Parfois il est bon de marcher sans but. L'esprit qui cogite est acerbe. Il rappelle toujours des souvenirs oubliés. A force de marcher sans but, je finis par me retrouver devant mon véhicule. Le temps de chercher les clés, d'allumer une cigarette et de régler le volume de la radio, j'étais reparti sur le bitume, avec quatre roues bien accrochés a l'horizontal bétonné.
La chanson qui passe est un tube, très connu, mais décidément la mémoire est capricieuse ce soir. La pluie recommence a tomber. Elle tombe à grosse trombes maintenant. Des cordes, des chats, des chiens, de la pisse de vache. Le ronron des essuie glaces essaie de se caler sur le tempo du morceau et lancine dans la voiture enfumée par la dernière Lucky de mon paquet.
J'attendais de sentir les flammes me lécher la peau, alors que je voyais la fumée depuis un bout de temps. Décidément la réalité n'existe pas. Si il y a un endroit plus irréel qu'ici, je veux le voir. Je veux le voir pour en être sûr. Que ce que j'ai vécu, n'est pas seulement maintenant qu'une trace à l'intérieur de mon crâne. Mais si c'est le cas, alors qu'il en soit ainsi.
Les routes qui nous attendent sont jalonnées de mauvaises herbes, mais quand la pluie tombe, elles sentent quand bien même l'odeur du bitume mouillée. Il y a trois choses a ne pas oublier quand on marche dans cette vallée. Ceux qu'on aime, d'où on vient, et l'odeur des choses.

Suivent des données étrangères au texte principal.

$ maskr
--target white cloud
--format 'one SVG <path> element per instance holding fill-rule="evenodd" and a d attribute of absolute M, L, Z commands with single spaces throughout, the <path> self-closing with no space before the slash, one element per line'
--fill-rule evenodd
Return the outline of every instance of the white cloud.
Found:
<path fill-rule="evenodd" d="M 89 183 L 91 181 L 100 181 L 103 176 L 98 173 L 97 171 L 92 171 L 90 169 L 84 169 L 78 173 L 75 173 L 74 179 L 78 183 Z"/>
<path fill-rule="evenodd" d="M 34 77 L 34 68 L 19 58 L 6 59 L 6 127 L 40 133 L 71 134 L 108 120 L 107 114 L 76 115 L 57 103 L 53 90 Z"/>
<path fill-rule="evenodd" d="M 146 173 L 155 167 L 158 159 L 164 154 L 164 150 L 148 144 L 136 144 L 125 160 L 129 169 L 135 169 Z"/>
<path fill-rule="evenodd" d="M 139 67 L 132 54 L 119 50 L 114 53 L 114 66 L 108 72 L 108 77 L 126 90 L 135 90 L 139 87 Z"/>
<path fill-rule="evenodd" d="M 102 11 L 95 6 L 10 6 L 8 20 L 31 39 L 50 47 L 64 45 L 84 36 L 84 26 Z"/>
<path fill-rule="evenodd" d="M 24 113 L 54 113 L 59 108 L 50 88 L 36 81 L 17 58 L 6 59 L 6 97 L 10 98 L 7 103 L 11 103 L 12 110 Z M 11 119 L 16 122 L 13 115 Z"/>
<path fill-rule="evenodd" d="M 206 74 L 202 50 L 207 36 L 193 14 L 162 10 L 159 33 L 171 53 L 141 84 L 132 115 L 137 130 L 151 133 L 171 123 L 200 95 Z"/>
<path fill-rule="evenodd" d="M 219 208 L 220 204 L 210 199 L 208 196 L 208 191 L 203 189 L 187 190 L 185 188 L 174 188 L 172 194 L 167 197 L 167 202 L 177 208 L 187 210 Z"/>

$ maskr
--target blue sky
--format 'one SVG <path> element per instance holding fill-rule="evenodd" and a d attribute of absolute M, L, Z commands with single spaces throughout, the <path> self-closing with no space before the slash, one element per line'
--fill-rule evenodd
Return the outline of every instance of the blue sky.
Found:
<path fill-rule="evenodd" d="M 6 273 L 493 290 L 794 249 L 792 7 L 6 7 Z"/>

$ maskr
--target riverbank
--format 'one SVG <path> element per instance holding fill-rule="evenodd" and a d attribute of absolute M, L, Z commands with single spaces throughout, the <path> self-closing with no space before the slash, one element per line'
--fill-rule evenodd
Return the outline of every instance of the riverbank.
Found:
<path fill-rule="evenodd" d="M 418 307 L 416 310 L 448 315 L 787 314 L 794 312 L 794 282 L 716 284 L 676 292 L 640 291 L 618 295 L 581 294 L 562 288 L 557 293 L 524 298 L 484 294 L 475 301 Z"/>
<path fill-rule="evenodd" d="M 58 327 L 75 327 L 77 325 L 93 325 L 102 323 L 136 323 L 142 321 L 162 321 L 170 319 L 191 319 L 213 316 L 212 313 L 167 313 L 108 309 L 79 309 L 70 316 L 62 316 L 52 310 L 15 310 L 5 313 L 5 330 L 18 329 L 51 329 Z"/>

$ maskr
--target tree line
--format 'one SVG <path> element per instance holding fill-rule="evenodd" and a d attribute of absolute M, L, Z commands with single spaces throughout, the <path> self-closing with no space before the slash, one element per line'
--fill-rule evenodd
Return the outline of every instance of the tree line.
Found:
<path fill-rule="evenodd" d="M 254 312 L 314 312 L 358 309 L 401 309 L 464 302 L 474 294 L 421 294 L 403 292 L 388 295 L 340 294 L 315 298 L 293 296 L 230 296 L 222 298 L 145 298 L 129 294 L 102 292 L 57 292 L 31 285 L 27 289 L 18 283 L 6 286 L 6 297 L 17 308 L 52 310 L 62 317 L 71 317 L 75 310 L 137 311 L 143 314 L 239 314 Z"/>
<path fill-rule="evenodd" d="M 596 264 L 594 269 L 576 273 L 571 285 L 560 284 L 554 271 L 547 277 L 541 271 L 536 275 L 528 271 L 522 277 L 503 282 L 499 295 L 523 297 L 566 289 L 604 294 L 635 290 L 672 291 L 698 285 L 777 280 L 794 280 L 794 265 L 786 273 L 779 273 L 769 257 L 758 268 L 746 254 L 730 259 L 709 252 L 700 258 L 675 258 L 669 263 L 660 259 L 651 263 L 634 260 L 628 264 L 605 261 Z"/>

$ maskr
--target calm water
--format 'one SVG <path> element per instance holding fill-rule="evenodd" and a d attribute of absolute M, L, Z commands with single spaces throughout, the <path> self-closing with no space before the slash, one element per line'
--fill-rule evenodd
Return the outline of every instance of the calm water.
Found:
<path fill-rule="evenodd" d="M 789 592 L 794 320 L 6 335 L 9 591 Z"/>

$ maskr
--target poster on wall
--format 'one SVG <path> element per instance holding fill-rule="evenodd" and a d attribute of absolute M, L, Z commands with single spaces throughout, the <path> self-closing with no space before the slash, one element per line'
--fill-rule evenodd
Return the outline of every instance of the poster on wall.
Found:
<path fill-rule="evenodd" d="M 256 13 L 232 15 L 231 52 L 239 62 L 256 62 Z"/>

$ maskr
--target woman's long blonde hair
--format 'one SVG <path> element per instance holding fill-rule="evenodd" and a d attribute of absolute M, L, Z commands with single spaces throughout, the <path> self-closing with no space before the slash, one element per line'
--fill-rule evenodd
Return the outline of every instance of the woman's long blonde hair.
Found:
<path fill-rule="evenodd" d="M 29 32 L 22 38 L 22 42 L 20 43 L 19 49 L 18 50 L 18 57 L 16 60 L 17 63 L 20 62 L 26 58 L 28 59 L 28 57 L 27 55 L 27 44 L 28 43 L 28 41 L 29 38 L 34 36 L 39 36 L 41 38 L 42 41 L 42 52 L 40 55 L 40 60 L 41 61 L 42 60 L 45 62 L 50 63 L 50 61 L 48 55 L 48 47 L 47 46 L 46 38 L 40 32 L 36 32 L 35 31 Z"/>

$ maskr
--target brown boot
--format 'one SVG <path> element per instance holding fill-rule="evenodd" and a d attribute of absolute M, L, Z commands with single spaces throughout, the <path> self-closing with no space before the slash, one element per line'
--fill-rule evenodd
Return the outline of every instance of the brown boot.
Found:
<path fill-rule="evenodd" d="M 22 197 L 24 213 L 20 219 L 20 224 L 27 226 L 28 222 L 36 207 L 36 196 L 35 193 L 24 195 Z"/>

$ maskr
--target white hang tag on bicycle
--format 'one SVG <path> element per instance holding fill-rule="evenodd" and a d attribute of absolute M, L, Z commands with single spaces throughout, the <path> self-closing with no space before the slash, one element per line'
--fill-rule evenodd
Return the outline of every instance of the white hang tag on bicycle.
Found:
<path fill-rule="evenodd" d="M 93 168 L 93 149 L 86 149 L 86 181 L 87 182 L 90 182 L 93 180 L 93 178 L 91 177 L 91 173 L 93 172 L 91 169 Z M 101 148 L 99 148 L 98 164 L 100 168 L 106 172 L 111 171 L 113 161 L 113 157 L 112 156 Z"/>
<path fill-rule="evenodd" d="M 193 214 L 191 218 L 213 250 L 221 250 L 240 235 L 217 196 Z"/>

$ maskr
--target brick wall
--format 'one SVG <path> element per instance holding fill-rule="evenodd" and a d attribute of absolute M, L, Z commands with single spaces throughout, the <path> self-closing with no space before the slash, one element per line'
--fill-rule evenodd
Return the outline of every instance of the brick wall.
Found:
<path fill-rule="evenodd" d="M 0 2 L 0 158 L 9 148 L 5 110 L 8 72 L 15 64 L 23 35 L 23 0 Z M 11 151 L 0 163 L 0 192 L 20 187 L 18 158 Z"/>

Certains resteront bloqués sur les astres qui gravitent autour de nous. Mais même s'ils n'avancent pas, la terre ne s'arrête pas de tourner pour autant. Après tout ils ont peut être raison. Les dieux n'auront qu'a nous maudire et cracher encore plus sur notre sort. Nous ne devons rien à personne. Nous sommes des causes perdues. Mais ce sont les causes perdues qui méritent d'être sauvées. Ce sont les causes perdues qui méritent qu'on se battent. Car après tout, même si on est perdu, on est quelque part. Et si on est quelque part, c'est qu'on est pas si dans la merde que ça.
On a tracé sur des bandes plus dures que du diamant. Et sans dévier. Sur des lignes droites comme des tours. Notre communion asphaltique a dépassé bien plus que des bornes kilométriques. Ceci est un râle, un cri, un hurlement, l'équivalent d'un tir de feu de détresse, de l'implosion d'une étoile.